To what extent do charging facilities for electric cars conform to reality?
It’s common knowledge that the entry price of electric cars is too high for many people shopping for a new automobile. With the money you save on gas and the deductions you get, however, the price is readily reduced to a more manageable level. Electric cars, sometimes known as “Zero Emissions” vehicles, are inherently more efficient than their gasoline-powered counterparts. Electricity may be used as a substitute for gasoline in conventional internal combustion engine vehicles, which can result in significant cost savings. Most EVs also have a reputation for being easy to maintain and repair, which can help sway your decision to buy one.
So, what exactly does “alternating current” refer to?
AC stands for “alternating current,” which indicates that the voltage is positive at one moment and negative at another. This change of direction occurs at incredibly rapid rates, quantified by the Hertz (Hz) unit, which measures how many times in a second the direction changes. With a frequency of 50 hertz (hertz), the primary power source provides an alternating current of 230 volts 50 times per second. To utilize an AC charging station, a vehicle must first take in the AC power from the charging station and then convert it to DC power.
For those who are confused, DC power means direct current.
The term “direct current,” or DC, refers to a kind of electrical current in which electrons always go from positive to negative terminals. A power source or transformer is necessary for many electronic devices since they need Direct Current. Direct current devices, such as the battery in your electric vehicle, are easily recognizable by their one positive and one negative pole, as is the case with all batteries.
If you have a DC charging station, you may utilize the DC power it provides to charge your vehicle’s battery quickly using the fast-charging port in your vehicle.
Comparing Alternating Current (AC) vs Direct Current (DC) for Powering Charging Stations
Now that we know the difference between AC and DC charging stations, what does this really mean when making a charging station choice? As the DC power source has less resistance in its energy flow, the charging time at a DC charging station is much less than at an AC charging station.

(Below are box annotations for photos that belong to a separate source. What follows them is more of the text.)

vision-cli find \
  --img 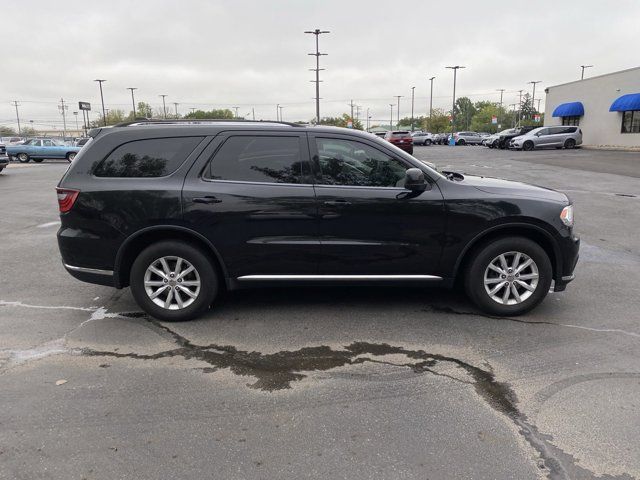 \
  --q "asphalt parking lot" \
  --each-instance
[0,146,640,479]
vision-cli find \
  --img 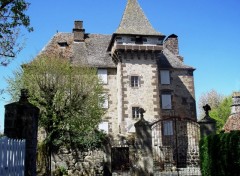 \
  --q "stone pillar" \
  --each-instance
[134,108,153,176]
[231,92,240,114]
[198,104,216,137]
[4,89,39,176]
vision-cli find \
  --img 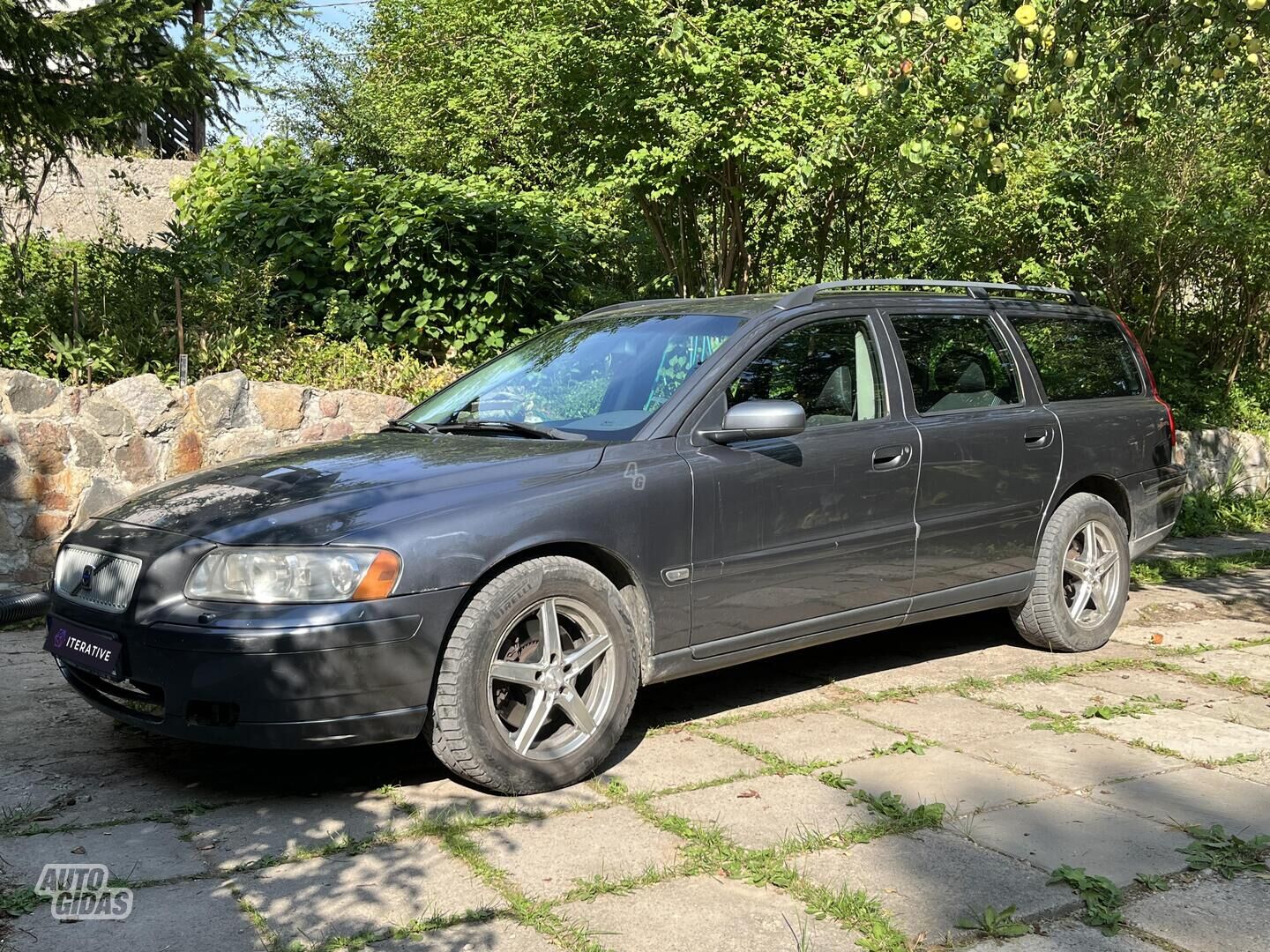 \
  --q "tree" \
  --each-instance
[0,0,303,279]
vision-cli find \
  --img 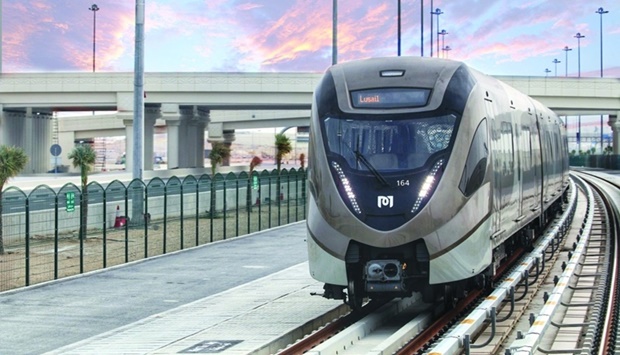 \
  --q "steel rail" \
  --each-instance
[428,181,577,355]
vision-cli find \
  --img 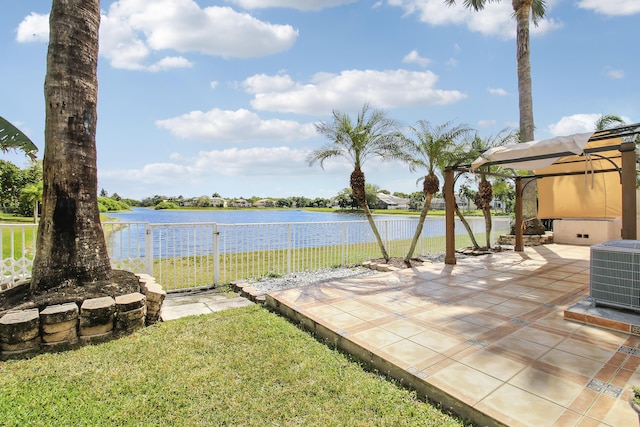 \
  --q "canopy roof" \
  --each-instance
[470,123,640,218]
[471,123,640,172]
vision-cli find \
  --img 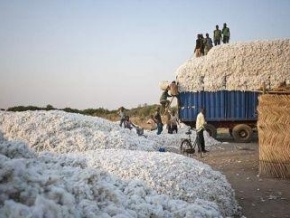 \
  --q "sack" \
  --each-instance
[159,81,169,91]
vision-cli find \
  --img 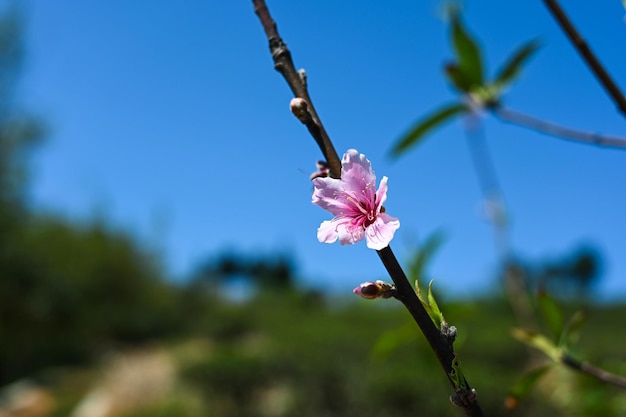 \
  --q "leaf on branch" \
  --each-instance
[511,328,563,362]
[415,280,448,330]
[493,39,541,89]
[391,103,470,156]
[559,310,587,348]
[504,364,552,410]
[451,10,483,93]
[407,231,445,281]
[537,291,564,342]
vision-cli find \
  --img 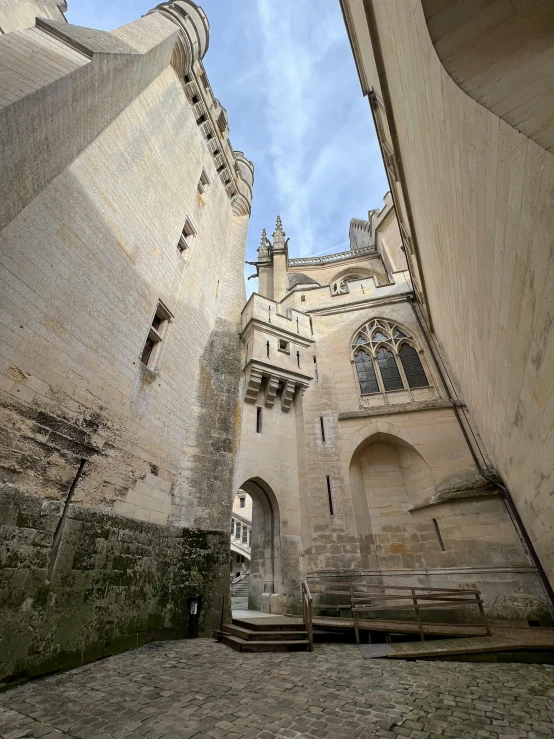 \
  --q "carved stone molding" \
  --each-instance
[281,380,296,413]
[244,367,263,403]
[265,375,279,408]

This is because the charging station has a much higher demand on the power grid and must be equipped with an inverter.
Is there ever a time when you wouldn’t want to use DC power?
You may be wondering whether it would make more sense to invest in a DC electric charging station right now. According to Statiq, a DC electric car charging station is the way to go if you need a completely charged car in under 20 minutes. With an AC charging station, this takes between four to eight hours.
It’s not common, though, for a car to need charging in such little time. As a general rule, people who own electric vehicles charge them overnight and then unplug the cables in the morning, whereas businesses often do the reverse. For many hours, the car sits parked and charging in both cases, suggesting that a longer charge time isn’t necessarily a negative thing.